If for some $\epsilon>0$ we have $|f_1(x)-f_2(x)|<\epsilon \ \forall x$, $0\leq x\leq L$ and $|a_1(x)-a_2(x)|<\epsilon$ and $|b_1(x)-b_2(x)|<\epsilon$ $ \ \forall t$, $0\leq t\leq T$ then $|u_1(x,t)-u_2(x,T)|<\epsilon \ \forall x,t$ with $0\leq x\leq 2\pi, \ 0\leq t\leq T$.
That means that little errors at the initial data don't produce big errors at the solution.
Is everything correct so far?
You made already a good start.
The initial data refers only to $f$, and Dirichlet boundary data $0$ means that we only need to consider the case $a(t)=b(t)=0$.
Then, as Jeff said in the comments, continuous dependence of the solution from the initial data refers to the following:
For all $\epsilon>0$ there exists an $\delta>0$ such that $$ |f_1(x)-f_2(x)|<\delta \;\forall x, 0\leq x\leq L \quad\Rightarrow\quad |u_1(x,t)-u_2(x,T)|<\epsilon \;\forall x,t, 0\leq x\leq 2\pi, \ 0\leq t\leq T $$ is true.

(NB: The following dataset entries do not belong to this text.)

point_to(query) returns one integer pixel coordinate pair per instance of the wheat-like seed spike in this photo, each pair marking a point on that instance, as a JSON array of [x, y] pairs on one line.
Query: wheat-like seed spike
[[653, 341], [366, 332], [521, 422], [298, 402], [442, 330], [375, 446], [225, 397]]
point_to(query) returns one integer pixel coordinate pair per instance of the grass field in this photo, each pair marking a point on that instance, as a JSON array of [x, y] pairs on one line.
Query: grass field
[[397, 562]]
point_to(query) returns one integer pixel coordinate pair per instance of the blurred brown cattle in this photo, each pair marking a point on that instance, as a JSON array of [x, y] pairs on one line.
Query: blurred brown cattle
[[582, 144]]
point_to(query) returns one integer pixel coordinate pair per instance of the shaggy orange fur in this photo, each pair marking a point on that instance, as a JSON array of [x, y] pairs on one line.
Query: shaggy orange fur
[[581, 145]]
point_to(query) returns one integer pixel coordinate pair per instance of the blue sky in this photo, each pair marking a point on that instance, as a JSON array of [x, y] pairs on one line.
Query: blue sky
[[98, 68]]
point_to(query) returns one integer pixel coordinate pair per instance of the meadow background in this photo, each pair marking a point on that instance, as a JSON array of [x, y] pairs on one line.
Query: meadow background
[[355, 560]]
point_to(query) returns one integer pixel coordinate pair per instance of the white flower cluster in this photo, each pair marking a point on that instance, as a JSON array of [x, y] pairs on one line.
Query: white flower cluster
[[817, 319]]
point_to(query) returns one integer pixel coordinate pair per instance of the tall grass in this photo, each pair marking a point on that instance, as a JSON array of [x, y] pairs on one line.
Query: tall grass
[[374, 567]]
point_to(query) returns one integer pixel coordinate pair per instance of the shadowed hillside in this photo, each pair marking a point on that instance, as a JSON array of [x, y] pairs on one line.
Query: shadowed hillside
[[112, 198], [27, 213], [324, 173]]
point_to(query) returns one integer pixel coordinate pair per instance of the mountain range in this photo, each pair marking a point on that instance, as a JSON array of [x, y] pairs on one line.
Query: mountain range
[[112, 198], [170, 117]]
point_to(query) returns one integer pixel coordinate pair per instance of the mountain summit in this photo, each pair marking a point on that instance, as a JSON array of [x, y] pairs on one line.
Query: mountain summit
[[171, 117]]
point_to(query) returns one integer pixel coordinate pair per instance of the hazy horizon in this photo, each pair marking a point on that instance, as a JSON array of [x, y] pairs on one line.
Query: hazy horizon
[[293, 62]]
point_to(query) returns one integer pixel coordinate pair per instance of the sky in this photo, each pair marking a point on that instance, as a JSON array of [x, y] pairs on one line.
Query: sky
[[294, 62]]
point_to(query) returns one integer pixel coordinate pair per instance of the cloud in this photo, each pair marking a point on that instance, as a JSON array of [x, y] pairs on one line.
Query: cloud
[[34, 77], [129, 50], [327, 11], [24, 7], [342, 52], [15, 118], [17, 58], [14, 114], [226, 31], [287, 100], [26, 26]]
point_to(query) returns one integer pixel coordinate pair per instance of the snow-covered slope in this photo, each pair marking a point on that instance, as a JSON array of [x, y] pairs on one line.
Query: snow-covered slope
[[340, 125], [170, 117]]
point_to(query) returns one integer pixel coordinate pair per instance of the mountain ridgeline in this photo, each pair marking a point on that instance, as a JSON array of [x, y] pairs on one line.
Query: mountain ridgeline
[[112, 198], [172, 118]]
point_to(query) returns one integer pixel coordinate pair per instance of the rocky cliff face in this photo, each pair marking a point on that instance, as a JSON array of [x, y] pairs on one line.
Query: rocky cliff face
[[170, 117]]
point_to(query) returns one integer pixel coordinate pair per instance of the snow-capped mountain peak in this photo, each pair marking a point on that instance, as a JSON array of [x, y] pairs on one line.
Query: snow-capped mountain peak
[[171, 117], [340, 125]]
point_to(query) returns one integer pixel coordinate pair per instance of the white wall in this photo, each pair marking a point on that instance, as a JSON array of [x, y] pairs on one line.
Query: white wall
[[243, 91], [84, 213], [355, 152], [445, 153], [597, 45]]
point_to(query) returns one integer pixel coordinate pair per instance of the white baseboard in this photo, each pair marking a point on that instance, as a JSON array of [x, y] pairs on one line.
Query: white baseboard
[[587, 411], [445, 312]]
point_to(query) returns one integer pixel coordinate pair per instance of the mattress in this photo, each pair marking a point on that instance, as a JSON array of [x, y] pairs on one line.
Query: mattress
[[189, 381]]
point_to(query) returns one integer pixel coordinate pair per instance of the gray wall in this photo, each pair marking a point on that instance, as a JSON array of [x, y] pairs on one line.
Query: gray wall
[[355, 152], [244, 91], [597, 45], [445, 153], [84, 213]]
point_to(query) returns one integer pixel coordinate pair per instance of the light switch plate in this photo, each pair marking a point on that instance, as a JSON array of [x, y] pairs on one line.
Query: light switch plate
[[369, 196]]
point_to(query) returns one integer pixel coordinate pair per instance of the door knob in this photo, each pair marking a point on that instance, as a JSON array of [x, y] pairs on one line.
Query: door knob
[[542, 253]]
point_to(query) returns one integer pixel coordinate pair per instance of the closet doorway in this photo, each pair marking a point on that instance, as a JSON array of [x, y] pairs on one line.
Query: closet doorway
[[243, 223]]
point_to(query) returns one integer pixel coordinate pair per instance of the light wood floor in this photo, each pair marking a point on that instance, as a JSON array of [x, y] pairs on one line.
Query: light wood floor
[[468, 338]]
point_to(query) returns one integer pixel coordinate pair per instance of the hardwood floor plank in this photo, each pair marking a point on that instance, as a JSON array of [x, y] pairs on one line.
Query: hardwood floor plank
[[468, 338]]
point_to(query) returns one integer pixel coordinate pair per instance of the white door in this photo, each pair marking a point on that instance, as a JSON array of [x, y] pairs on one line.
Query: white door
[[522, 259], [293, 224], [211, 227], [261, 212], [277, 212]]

The difference to your version is that you had the same value for $\epsilon$ and $\delta$.
However, in the case of the heat equation with $t>0$ it is possible to show the above statement by choosing $\delta=\epsilon$. (This would then be very similar to the statement in the second-to-last paragraph in your question).
So, if you are able to show that $$ |f_1(x)-f_2(x)|<\epsilon \;\forall x, 0\leq x\leq L \quad\Rightarrow\quad |u_1(x,t)-u_2(x,T)|<\epsilon \;\forall x,t, 0\leq x\leq 2\pi, \ 0\leq t\leq T $$ is true for all $\epsilon>0$, then you have shown that the solution depends continuously on the initial data.
No, for negative $t$ the solution of the heat equation does not depend continuously on the initial data.
This can be shown with a counterexample. We consider the case $T=-1$ and that $t\in [T,0]$. We also set $k=1$. As the initial data we choose $f_1(x)=1/n \sin(nx)$ for some $n\in\mathbb N$. Then it can be shown that the solution $u$ is given by $$ u_1(x,t) = 1/n e^{-n^2 t} \sin (nx). $$ We also choose $f_2(x)=0$ with has the solution $u_2(x,t)=0$.
Then it can be shown that $$ \max_{0\leq x\leq L} | f_1(x)-f_2(x) | = 1/n \qquad\text{and}\qquad \max_{0\leq x\leq L} | u_1(x,T)-f_2(x,T) | = 1/n e^{-n^2 T} = 1/n e^{n^2} $$ So for big $n$, a small error of $1/n$ in the initial data can cause a very big error at the solution at time $T=-1$.